Ante tan grandioso regalo de Dios a los hombres, no podemos más que caer de rodillas ante el Santísimo Sacramento del Cuerpo y la Sangre de Cristo. Lo adoramos, lo alabamos y lo respetamos profundamente. Por eso, procuraremos participar de este gran misterio con toda la limpieza del alma y del cuerpo posible, con reverencia y veneración y con un profundo agradecimiento. Amemos y cuidemos nuestras comuniones como manifestación evidente de nuestra fe en el Cuerpo y la Sangre de Cristo.

Mn. Xavier Argelich

Camino del calvario

Dentro de unos días entraremos en la Cuaresma, tiempo de intensa preparación espiritual para llegar con Cristo al Calvario, contemplar su Pasión y muerte para luego alegrarnos de su Resurrección.

Es verdad, es un camino largo, angosto y sacrificado que nos lleva a la penitencia personal y colectiva, pero nos transforma interior y exteriormente. Nos hace contemplar nuestra vida desde la perspectiva de la entrega y la renuncia personal para que el amor de Dios pueda crecer y adueñarse de nosotros, transportándonos a la verdadera vida de los hijos de Dios, a la vida sobrenatural, vivida en medio del mundo con total libertad y generosidad, desprendidos de lo mundano para poder saborear los bienes verdaderos y duraderos.
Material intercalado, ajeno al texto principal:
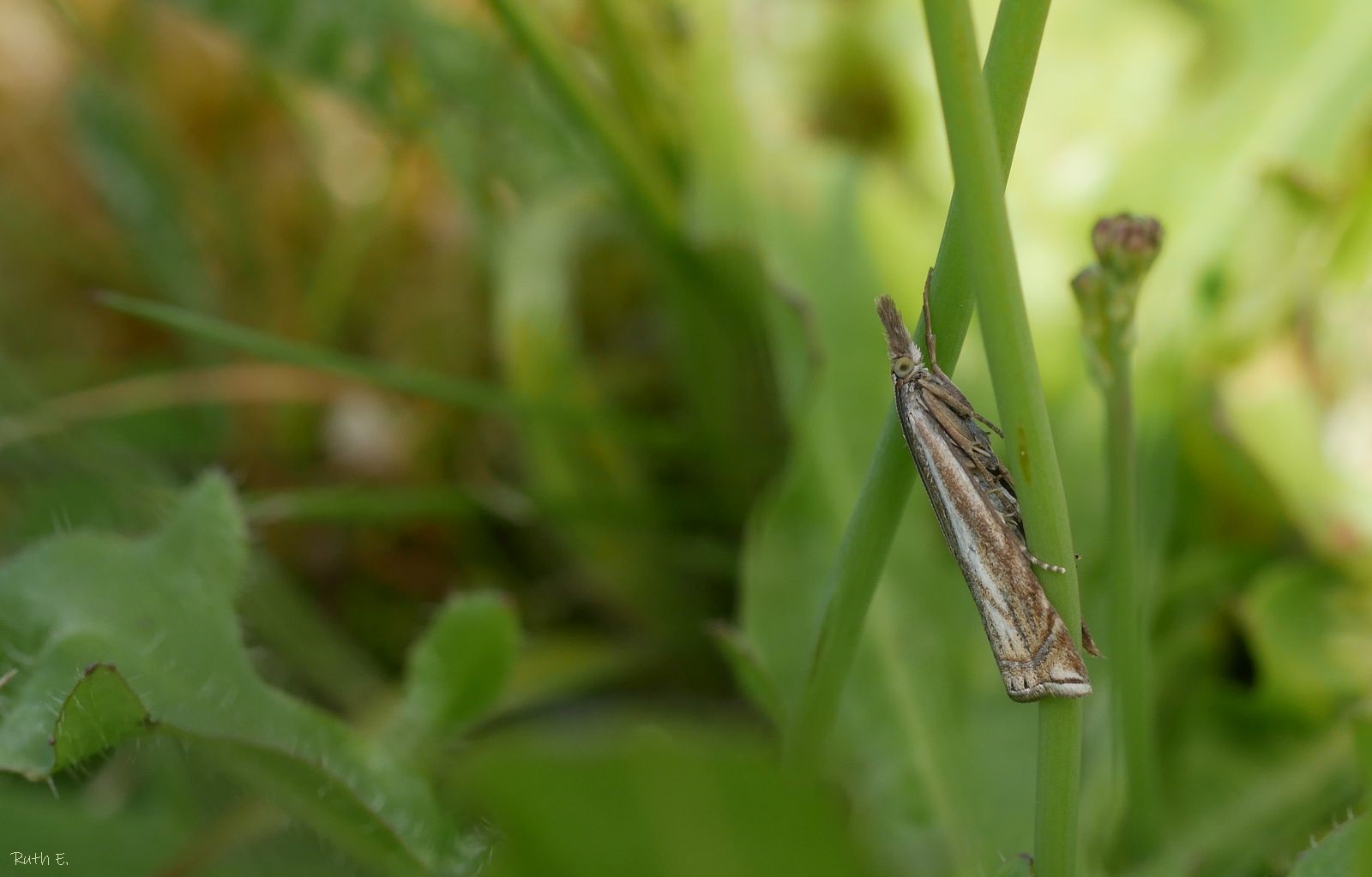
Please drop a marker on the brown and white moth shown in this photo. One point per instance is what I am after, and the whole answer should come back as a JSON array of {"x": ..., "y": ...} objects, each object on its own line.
[{"x": 978, "y": 514}]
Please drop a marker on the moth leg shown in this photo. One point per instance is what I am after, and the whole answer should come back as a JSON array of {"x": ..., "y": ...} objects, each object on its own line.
[
  {"x": 988, "y": 424},
  {"x": 1087, "y": 643},
  {"x": 1042, "y": 564}
]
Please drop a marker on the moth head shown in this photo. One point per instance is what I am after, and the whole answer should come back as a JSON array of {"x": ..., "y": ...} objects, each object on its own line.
[{"x": 905, "y": 358}]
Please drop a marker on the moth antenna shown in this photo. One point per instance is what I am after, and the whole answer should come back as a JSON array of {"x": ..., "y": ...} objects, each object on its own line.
[
  {"x": 898, "y": 337},
  {"x": 930, "y": 328},
  {"x": 1042, "y": 564}
]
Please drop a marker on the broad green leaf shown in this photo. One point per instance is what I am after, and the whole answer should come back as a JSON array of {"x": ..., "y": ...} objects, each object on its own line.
[
  {"x": 460, "y": 667},
  {"x": 111, "y": 637},
  {"x": 596, "y": 802},
  {"x": 1308, "y": 632}
]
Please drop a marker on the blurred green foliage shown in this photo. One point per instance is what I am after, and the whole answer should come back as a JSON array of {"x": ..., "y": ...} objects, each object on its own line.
[{"x": 571, "y": 303}]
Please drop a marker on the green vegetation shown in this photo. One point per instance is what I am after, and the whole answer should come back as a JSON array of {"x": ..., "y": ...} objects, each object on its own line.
[{"x": 452, "y": 438}]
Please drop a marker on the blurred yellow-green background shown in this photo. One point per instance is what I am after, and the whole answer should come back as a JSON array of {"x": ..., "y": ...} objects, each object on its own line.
[{"x": 551, "y": 378}]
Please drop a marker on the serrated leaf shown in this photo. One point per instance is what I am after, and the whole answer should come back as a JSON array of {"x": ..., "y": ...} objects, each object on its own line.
[
  {"x": 1335, "y": 854},
  {"x": 111, "y": 637}
]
Jesucristo recorrió el camino del calvario solo. Los que le seguían huyeron, menos su Madre y san Juan y algunas mujeres valientes. Lo recorrió abrazado a la cruz, por amor a nosotros, sin rehuir del dolor y del sufrimiento, con el deseo ardiente de conseguirnos el perdón de nuestros pecados y la salvación de nuestras almas. Cristo nos quiere para Él, para que tengamos la felicidad plena que sólo Dios puede conceder.

¿Cuál puede ser la mejor manera de recorrer este camino? Lo sabemos bien, junto a Jesús. Caminando con Él recorriendo nuestra vida ordinaria con sentido sobrenatural, con deseos de ser corredentores, haciendo con decisión y lo mejor posible aquello que tenemos que hacer, nuestras ocupaciones diarias. Para ello, el mejor modo es unirnos y unir nuestras acciones al sacrificio de Cristo en la Cruz, es decir, la Santa Misa.

Procuremos adentrarnos en el gran misterio del Sacrificio de Cristo por los hombres, preparemos bien nuestras misas y vivámoslas con la máxima piedad posible, saboreando la liturgia y descubriendo todo su significado y valor, para alcanzar una unión espiritual, y por tanto real, con el Amor de los amores, con Cristo. ¡Gocemos de la Santa Misa!, dejémonos transformar por ella. Las prácticas cuaresmales del ayuno, la abstinencia, la oración y la limosna nos permiten recorrer el camino del calvario con este deseo de unirnos a Cristo Salvador.